10/04/2026
En terapia, a veces las personas llegan de una o de otra manera con estas preguntas, sobre todo en crisis. Muchas otras veces las personas llegan ya con concepciones a priori (esquemas) sobre lo cual guian su vida, sin cuestionarlo, a pesar que le produzca problemas en su vida diaria.
Kant es alguien que pensó mucho. En esa parte de la Crítica de la razón pura que no se suele leer, pero que yo recomendaría que fuera la primera que se leyera, el apéndice final sobre la «Doctrina del método», encontramos a Kant sin academicismos, haciendo lo que él llamaba Weltweisheit, «sabiduría mundana», de la calle, la de todos. Hay en ese contexto un momento en que se pregunta: el ser humano que filosofa, ¿qué busca al filosofar? Y responde que son tres las grandes preguntas que nos acucian: «¿qué puedo saber?, ¿qué debo hacer?, ¿qué me es lícito esperar?».
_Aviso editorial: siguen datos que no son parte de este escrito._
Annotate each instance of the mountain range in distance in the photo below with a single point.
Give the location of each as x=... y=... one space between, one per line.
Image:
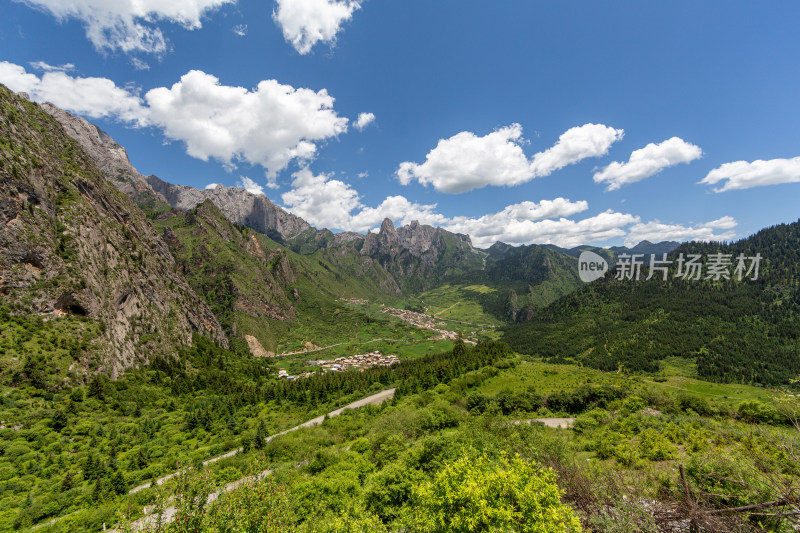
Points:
x=86 y=235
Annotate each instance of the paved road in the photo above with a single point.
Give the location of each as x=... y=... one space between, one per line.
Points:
x=375 y=399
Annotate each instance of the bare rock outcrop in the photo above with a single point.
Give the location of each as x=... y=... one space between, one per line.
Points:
x=70 y=243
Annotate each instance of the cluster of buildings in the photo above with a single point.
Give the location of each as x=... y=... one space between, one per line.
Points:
x=424 y=321
x=354 y=300
x=364 y=360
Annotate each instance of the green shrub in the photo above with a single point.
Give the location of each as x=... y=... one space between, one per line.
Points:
x=483 y=494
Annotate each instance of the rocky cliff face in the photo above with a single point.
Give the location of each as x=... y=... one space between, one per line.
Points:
x=239 y=206
x=233 y=267
x=70 y=243
x=254 y=211
x=419 y=256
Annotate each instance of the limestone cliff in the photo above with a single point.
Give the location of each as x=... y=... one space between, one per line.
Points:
x=71 y=243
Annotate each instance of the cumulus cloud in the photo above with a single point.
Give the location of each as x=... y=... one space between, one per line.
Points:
x=364 y=120
x=744 y=175
x=307 y=22
x=565 y=232
x=656 y=231
x=138 y=64
x=129 y=25
x=648 y=161
x=322 y=201
x=91 y=97
x=466 y=161
x=332 y=203
x=245 y=183
x=574 y=145
x=270 y=125
x=41 y=65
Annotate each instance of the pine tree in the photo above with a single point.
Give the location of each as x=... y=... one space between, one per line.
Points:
x=96 y=388
x=118 y=483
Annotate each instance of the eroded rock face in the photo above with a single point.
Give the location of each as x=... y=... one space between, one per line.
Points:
x=419 y=255
x=71 y=243
x=239 y=206
x=414 y=251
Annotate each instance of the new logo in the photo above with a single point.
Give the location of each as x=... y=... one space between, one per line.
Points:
x=591 y=266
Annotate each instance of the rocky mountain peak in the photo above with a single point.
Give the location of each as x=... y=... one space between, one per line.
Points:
x=387 y=227
x=70 y=243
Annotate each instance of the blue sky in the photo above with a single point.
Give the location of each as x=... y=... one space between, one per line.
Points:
x=470 y=99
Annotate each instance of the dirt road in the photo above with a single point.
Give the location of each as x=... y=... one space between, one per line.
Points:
x=375 y=399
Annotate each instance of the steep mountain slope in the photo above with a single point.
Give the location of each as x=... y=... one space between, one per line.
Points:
x=420 y=256
x=71 y=244
x=260 y=288
x=417 y=256
x=746 y=331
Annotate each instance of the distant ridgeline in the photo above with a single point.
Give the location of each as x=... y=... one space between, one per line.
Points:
x=744 y=331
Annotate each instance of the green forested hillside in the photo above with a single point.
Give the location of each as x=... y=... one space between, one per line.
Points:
x=744 y=331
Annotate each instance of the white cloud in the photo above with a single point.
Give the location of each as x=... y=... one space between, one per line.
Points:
x=504 y=227
x=90 y=97
x=138 y=64
x=721 y=223
x=306 y=22
x=656 y=231
x=647 y=161
x=247 y=184
x=744 y=175
x=574 y=145
x=41 y=65
x=333 y=204
x=321 y=201
x=270 y=125
x=364 y=120
x=129 y=25
x=465 y=161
Al ¿qué puedo saber? intenta responder con la Crítica de la razón pura. Que algo sé es indudable; al menos que yo existo, diría Descartes. A partir de ahí el mismo Descartes empezaría a reconstruir el edificio de un saber «dogmático». Pero el problema es para Kant si puedo saber tanto como eso... Vendrá Hume a despertarlo de ese sueño. Quizá no puedo saber lo que soñaba saber: ése es su mensaje. Que existo, sí, que hay por aquí ciertas cosas en mi conciencia a mi alrededor también... ¿Que el sol saldrá mañana? Bueno, eso ya, saber lo que se dice saber..., no lo sé. (Así Hume.) ¿Qué puedo saber? El «puedo» es esencial en el temperamento crítico de Kant. No es que no quiera un saber sistemático, querría hacerlo algún día; pero por lo pronto hay que asegurarse de hacerlo bien, porque, si no, se cae en el ridículo que estamos viendo, de muchos sistemas que se contradicen unos a otros. «¿Qué puedo saber?» es la pregunta crítica teórica. Muchos dirán: «Pues ya está...». No. A Kant le importaban también, y quizá más, las otras preguntas:
¿Qué debo hacer? El «debo» kantiano se nos hace a veces un poco antipático, menos contemporáneo... ¿Qué quiso decir Kant con su «debo»? En todo caso, hay algo mucho más claro donde le habremos de dar razón. Antes de pensar o hacer teorías, tenemos que actuar. Al salir de aquí algo tendremos todos que hacer. Actuamos a diario. Y hay momentos en que surge una duda. Puedo hacer varias cosas. No sé cuál. La pregunta práctica no es menos importante que la teórica. Y nos hace falta para iluminar la actuación. Nada tan práctico como una buena teoría, si ilumina, si no se aleja de la práctica. Porque, en definitiva, nos podemos dispensar de pensar, hasta cierto punto, pero no nos podemos dispensar de actuar. Sólo en el sepulcro...
Pero ¡atención! que aún hay más. Al actuar tenemos una meta, esperamos algo. ¿Qué me es lícito esperar? Es la tercera pregunta kantiana, inseparable de la anterior. Cuando actúo es que espero algo. Siempre esperamos algo inmediatamente y algo a largo plazo... Si algo falla y no se cumple la expectativa, nos sorprende. Pero si dilatamos más la pregunta, veremos que el horizonte de la expectativa (dejemos en reserva la palabra esperanza) es enorme. Si actuamos y nos proponemos algo y nos preguntamos qué debo hacer es porque tenemos expectativas y esperamos alcanzar algo. Y finalmente, ¿qué espero?, ¿algo para mí?, ¿para los míos?, ¿para todos?... Ante los conflictos en la Humanidad, de cara al siglo XIX, ¿qué esperamos?
Tomado de "Diez lecciones sobre Kant", de José Gómez Caffarena.